Faith, living and life

We are all very familiar with the passage in John’s gospel which details Jesus’ encounter with the woman at Jacob’s well in a place in Samaria called Sychar; it’s something I speak of in more detail in an earlier blog post ( ).

This is also an encounter which I’ve preached on before, and you may remember I shared with you a picture of a piece of artwork at Chester Cathedral which graphically and very powerfully recreates that encounter.  Our Gospel reading today is if you like the ‘what happens next’ after that encounter.  It’s good to be able to speak into that context.

We know from that encounter that the disciples were not with Jesus – they had “gone to the city to buy food” (John 4:8). Today’s Gospel reading begins by telling us about the return of the disciples, at which point they find Jesus concluding his conversation with that woman.  We are told they were astonished, probably for 2 reasons:

  1. Jews avoided speaking with Samaritans, and
  2. A male would not usually speak with a female stranger.

Yet here was Jesus a Jew speaking to a female Samaritan – and incredibly this was something they accepted without question.

When we are a stranger in a strange land and grappling with uncertainty, we must heed the guidance of the one leading us.  It’s like going on holiday in a foreign country we’ve never been to before and having a tour guide.  We follow their lead.  That keeps us safe, avoids us breaking cultural taboos, and gives us the best experience possible.  The one we seek to follow as disciples as we navigate through this strange land is of course Jesus.  And the leadership of this Church seeks at all times to keep our eyes and focus on Christ as we seek to live out our faith and witness in this community.

We then hear about the woman’s response to her encounter with Jesus.  She left her water jar and immediately began to witness and testify to everything that Jesus had done.  When we hear the Good News, we can’t bottle it up and keep it inside – we’ve got to tell others.  Perhaps significantly, we are told she left her water jar behind; at that moment in time having had that encounter with and the opportunity to drink of the Living Water, her water jar was not needed.  The only thing we need to drink of that Living Water is faith; we are justified by faith.  We must be prepared to leave behind our water jars – which might be represented by shame about the past and our old ways and habits, all those things that impede us, so that we can drink, deeply and freely of the Living Water.
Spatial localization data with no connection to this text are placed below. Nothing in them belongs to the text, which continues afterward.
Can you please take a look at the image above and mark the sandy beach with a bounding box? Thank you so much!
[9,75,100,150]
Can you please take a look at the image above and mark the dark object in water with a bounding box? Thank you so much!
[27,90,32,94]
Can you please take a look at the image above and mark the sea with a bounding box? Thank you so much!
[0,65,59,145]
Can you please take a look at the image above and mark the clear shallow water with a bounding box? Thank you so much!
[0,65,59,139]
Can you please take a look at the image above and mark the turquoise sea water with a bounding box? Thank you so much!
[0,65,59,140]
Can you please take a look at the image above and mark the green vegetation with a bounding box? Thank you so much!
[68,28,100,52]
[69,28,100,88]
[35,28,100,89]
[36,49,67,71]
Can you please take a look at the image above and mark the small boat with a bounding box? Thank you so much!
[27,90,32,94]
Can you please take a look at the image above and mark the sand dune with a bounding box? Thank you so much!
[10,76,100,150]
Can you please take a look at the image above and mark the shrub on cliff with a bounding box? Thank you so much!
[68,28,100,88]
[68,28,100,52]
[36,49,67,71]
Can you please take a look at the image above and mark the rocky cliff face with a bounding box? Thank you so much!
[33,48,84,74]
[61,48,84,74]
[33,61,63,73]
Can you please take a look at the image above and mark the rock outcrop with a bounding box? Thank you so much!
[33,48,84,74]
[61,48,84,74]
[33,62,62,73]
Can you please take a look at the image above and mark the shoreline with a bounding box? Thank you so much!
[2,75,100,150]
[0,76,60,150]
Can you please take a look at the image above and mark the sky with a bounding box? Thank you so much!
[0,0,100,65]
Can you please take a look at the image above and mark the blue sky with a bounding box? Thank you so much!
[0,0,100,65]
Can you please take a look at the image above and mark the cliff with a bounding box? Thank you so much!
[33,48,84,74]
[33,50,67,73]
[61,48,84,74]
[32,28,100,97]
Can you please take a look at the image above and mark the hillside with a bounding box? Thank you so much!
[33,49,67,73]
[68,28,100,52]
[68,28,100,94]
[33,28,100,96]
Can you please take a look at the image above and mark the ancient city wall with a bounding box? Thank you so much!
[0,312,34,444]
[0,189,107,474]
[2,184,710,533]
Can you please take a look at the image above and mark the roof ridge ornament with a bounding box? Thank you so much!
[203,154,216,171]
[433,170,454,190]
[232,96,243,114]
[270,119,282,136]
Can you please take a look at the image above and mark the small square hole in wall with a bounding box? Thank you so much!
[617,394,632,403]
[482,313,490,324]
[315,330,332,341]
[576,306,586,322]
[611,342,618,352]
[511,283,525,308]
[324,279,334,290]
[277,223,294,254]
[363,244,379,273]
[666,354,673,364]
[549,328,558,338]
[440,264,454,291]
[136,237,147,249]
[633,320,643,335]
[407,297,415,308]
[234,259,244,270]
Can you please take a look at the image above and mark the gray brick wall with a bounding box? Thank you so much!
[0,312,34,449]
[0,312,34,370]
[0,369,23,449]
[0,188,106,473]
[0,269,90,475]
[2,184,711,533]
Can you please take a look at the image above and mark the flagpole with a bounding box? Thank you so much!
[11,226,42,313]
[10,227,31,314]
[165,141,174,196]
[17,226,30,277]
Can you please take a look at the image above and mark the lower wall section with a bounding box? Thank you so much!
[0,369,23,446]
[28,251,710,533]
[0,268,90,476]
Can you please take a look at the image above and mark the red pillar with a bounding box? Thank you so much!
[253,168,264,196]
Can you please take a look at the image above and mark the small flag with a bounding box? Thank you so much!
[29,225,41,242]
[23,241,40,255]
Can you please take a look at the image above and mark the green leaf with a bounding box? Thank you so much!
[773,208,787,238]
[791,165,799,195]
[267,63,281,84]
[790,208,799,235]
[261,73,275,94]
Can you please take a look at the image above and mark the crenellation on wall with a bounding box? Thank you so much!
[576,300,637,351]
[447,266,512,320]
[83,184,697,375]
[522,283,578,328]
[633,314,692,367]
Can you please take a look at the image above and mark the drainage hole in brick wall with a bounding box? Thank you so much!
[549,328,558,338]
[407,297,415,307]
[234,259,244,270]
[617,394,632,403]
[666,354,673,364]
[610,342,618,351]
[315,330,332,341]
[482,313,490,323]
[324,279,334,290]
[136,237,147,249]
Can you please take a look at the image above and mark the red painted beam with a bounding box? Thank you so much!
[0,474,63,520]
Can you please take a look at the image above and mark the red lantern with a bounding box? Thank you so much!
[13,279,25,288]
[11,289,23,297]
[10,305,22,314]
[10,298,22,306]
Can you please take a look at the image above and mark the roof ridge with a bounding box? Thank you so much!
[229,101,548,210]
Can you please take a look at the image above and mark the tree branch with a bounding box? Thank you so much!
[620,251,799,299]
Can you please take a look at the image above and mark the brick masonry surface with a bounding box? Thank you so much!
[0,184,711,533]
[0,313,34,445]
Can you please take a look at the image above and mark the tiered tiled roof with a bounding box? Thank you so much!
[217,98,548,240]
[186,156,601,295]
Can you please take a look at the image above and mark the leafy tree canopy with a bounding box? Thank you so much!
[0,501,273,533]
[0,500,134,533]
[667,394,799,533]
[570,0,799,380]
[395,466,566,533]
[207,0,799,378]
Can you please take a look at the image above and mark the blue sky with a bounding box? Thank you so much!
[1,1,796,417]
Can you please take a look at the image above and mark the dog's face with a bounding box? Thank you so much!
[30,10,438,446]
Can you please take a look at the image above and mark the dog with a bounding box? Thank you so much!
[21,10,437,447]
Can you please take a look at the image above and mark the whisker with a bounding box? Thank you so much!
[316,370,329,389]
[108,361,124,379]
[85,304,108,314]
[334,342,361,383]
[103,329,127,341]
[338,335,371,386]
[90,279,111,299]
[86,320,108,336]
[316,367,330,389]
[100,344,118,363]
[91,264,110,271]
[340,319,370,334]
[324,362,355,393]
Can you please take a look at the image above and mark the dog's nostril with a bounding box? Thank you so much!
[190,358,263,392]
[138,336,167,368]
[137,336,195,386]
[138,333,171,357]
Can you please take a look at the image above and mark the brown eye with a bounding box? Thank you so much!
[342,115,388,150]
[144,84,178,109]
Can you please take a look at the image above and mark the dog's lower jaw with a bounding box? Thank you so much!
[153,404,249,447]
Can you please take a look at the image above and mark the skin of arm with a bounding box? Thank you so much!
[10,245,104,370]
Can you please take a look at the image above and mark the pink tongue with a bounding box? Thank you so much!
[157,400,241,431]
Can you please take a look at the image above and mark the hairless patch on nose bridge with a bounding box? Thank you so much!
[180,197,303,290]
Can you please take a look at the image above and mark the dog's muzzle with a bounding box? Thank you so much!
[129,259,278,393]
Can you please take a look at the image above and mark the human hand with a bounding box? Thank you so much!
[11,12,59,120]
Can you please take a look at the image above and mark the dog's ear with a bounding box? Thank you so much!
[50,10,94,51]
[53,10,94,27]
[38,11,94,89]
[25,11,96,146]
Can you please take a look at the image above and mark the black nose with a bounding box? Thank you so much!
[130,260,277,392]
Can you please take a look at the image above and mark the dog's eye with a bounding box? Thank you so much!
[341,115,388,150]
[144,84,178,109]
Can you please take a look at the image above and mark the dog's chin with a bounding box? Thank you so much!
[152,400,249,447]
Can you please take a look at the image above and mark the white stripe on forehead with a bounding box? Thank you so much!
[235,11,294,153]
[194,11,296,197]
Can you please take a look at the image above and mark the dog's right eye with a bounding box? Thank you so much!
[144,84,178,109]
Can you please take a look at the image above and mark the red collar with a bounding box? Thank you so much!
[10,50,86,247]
The fact that the woman had come to draw water from the well at “about noon”, a time when people would not usually get water because of the intense heat, indicates that she was seeking to avoid people.  She had every reason to be ashamed of her life, but her encounter with Jesus prompted her to speak very publicly about her experience.  Those she shared with “left the city and were on their way to him”; their curiosity had been piqued.
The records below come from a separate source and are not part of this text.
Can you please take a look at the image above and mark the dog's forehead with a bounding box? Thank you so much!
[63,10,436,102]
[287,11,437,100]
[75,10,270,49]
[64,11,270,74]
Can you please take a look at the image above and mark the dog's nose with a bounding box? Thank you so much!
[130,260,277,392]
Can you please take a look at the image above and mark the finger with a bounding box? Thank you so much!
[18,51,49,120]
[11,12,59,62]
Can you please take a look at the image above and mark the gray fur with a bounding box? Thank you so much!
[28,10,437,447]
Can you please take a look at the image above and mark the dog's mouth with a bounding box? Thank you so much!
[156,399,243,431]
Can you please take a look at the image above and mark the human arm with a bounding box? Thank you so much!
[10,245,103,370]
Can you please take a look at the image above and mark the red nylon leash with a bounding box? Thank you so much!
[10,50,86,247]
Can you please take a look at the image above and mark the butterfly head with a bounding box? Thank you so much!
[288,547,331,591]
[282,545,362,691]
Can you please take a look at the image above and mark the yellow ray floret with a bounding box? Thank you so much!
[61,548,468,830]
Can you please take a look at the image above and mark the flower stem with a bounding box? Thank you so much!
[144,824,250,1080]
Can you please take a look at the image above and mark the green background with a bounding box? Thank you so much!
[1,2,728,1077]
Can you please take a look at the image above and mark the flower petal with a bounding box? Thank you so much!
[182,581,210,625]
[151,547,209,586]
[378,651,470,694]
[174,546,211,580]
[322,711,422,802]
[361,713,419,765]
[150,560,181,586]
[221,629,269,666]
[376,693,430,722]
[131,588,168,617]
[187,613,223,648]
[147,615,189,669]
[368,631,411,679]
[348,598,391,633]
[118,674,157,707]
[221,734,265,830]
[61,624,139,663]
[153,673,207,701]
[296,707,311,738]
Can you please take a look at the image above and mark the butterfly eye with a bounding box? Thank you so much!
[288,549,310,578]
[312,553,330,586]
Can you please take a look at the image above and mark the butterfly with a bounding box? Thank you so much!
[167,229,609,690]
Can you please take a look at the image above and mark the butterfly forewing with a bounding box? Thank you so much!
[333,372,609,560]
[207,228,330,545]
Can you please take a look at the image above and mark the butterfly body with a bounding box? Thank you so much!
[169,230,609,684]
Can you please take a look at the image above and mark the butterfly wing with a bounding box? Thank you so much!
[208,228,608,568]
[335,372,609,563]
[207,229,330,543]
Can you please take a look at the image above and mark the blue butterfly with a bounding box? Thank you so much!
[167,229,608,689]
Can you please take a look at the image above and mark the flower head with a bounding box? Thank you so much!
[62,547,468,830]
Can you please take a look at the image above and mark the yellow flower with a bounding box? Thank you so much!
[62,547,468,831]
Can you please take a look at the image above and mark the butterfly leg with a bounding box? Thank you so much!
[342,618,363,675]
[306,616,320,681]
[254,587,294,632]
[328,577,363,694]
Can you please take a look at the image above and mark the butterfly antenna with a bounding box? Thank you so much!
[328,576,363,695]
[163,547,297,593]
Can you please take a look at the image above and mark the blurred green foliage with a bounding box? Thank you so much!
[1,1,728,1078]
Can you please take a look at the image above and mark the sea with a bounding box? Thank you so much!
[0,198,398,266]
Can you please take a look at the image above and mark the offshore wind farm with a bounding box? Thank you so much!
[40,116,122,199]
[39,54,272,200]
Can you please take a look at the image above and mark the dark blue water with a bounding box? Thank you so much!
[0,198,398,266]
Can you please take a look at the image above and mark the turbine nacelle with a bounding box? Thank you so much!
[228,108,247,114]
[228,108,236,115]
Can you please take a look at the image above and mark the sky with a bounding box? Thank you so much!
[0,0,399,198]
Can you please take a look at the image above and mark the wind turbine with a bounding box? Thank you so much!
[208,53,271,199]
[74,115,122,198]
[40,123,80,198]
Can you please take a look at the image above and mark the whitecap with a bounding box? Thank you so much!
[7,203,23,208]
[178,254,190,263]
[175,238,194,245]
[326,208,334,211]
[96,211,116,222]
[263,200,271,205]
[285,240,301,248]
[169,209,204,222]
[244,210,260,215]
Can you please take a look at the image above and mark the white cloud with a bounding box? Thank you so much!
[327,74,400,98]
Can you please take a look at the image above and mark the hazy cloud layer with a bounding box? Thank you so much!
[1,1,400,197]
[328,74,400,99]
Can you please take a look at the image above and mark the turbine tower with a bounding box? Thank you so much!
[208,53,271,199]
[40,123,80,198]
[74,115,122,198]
At the moment of an intense and significant spiritual encounter, the disciples urged Jesus to eat something.  Sometimes though we need to allow ourselves to savour the spiritual experience rather than turning to the mundane.  We’ve got to get the balance right.  Jesus’ reply was to speak about the “food” that provided his spiritual nourishment. In our walk of faith, what nourishes us spiritually is Bible study, prayer, and being in fellowship. Spiritual nourishment also comes from doing God’s will as we seek to serve those around us and in our community. We are nourished not only by what we take in but also by what we give out for God.

Jesus knew that the time for harvest spiritually was upon them – “see how the fields are ripe for harvesting.”  We must be ready and prepared for harvest, and avoid missing those opportunities.  Think about opportunities we have to share our faith, with our families, our friends and those we encounter in our community.

The Samaritans said to the woman, “It is no longer because of what you said that we believe, for we have heard for ourselves, and we know that this is truly the Saviour of the world.” As he has done before, John points out that to “believe in him” is the required response when a person encounters Jesus. As a result of Jesus’ conversation with the Samaritan woman, her bold witness in town, and the people’s curiosity, many became believers. The choice is a significant challenge to the whole person—mind, will, emotions, experience. The response is profound, but not complicated. At some point people have to step from unbelief to doubt and from doubt to belief, or simply walk away.  Jesus’ proof was compelling. John was convinced and believed; the Samaritans were convinced and believed; we are convinced and believe; so have millions of others. The unavoidable questions each person must ask are, “Do I believe in Jesus?”, and if so “What difference has my faith made to my life?”

Faith bears fruit.  Faith brings peace, an encounter with grace and a realisation of hope.  Faith develops resilience, helping us to weather the storms of life and in and through Jesus, the Living Water from which we might drink, we are once and for all reconciled to God.  No wonder we can and should boast in God through our Lord Jesus Christ, through whom we have now received reconciliation.